Sie verlieren Eltern, Heimat und Identität – die Verschleppung ukrainischer Kinder nach Russland erfüllt laut UN die Kriterien eines Kriegsverbrechens.
„Die Kinder werden merken, dass sie belogen werden“Welche Folgen die Verschleppung nach Russland für ukrainische Kinder hat
Die ukrainische Regierung geht davon aus, dass seit Kriegsbeginn mehr als 16.000 Kinder nach Russland und in russisch besetzte Gebiete verschleppt wurden. Laut einer Yale-Studie sind mindestens 6000 von ihnen in 43 Lagern untergebracht, wo sie pro-russisch und militärisch umerzogen werden.
Ein UN-Kommission erklärte vergangene Woche, ihr lägen Beweise für Hunderte solcher Fälle vor. Kinder und Eltern seien immer wieder daran gehindert worden, Kontakt zueinander zu bekommen.

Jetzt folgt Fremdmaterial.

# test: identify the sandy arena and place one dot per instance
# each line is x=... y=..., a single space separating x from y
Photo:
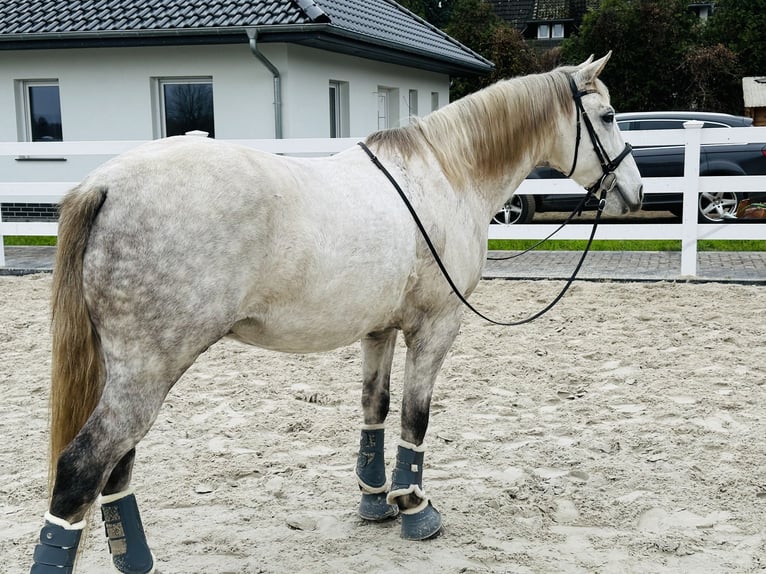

Das seien Kriegsverbrechen. Der Internationale Strafgerichtshof hat deshalb den Haftbefehl gegen Putin und seine Kinderrechtskommissarin Maria Lwowa-Belowa ausgesprochen. Beiden wird vorgeworfen, für die teils gewaltsame Verschleppung ukrainischer Kinder nach Russland verantwortlich zu sein.
Die Kinder stammen laut der Yale-Studie größtenteils aus sozialen Einrichtungen in der Donbass-Region, also den Regionen Luhansk und Donezk. Aber auch Kinder aus den Regionen Cherson und Saporischschja sind betroffen. Zum Alter der Verschleppten gibt es keine genaue Angabe. Aus der Yale-Studie geht nur hervor, dass bereits Säuglinge ab einem Alter von vier Monaten in den Lagern untergebracht werden. Die ältesten Kinder seien 17 Jahre alt.

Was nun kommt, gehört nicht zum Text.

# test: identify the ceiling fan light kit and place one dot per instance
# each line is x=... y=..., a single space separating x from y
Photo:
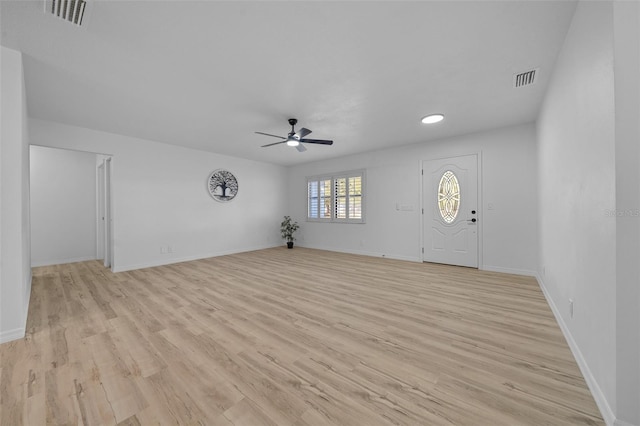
x=296 y=139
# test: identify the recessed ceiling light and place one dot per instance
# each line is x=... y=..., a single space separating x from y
x=433 y=118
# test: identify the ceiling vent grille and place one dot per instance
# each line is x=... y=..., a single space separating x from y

Viele Kinder werden mit Langzeitfolgen kämpfen
Viele von ihnen kommen aus Waisenhäusern. Laut ukrainische Berichte verschleppt Russland auch Kinder, bei denen keine Informationen zum Verbleib der Eltern vorliegen. Die Kinderrechtsbeauftragte Lwowa-Belowa bestätigte, dass dies etwa im Fall von 30 Kindern aus Mariupol der Fall war. Somit ist es gut möglich, dass sich auch Kriegswaisen unter den Verschleppten befinden.
Ganz genau sagen, welche Konsequenzen die Deportation nach Russland für die mentale Gesundheit der Kinder hat, lässt sich noch nicht. Doch die Münchener Diplom-Psychologin Cornelia Lohmeier ist sich sicher, dass viele mit Langzeitfolgen kämpfen werden. „Wenn die Kinder von ihren Eltern getrennt und in ein anderes Land verschleppt werden, wo sie vielleicht noch nicht einmal die Sprache verstehen, dann kann das zu einem Trauma führen“, sagt Lohmeier. Die Trennung von den Eltern werde in der Regel als traumatisch erlebt - auch wenn sich die Folgen erst später einstellen würden. Ob die Verschleppung ebenfalls zu einer Traumatisierung führt, hinge laut Lohmeier auch davon ab, „wie die Kinder das Wegbringen aus dem Kriegsgebiet erleben“.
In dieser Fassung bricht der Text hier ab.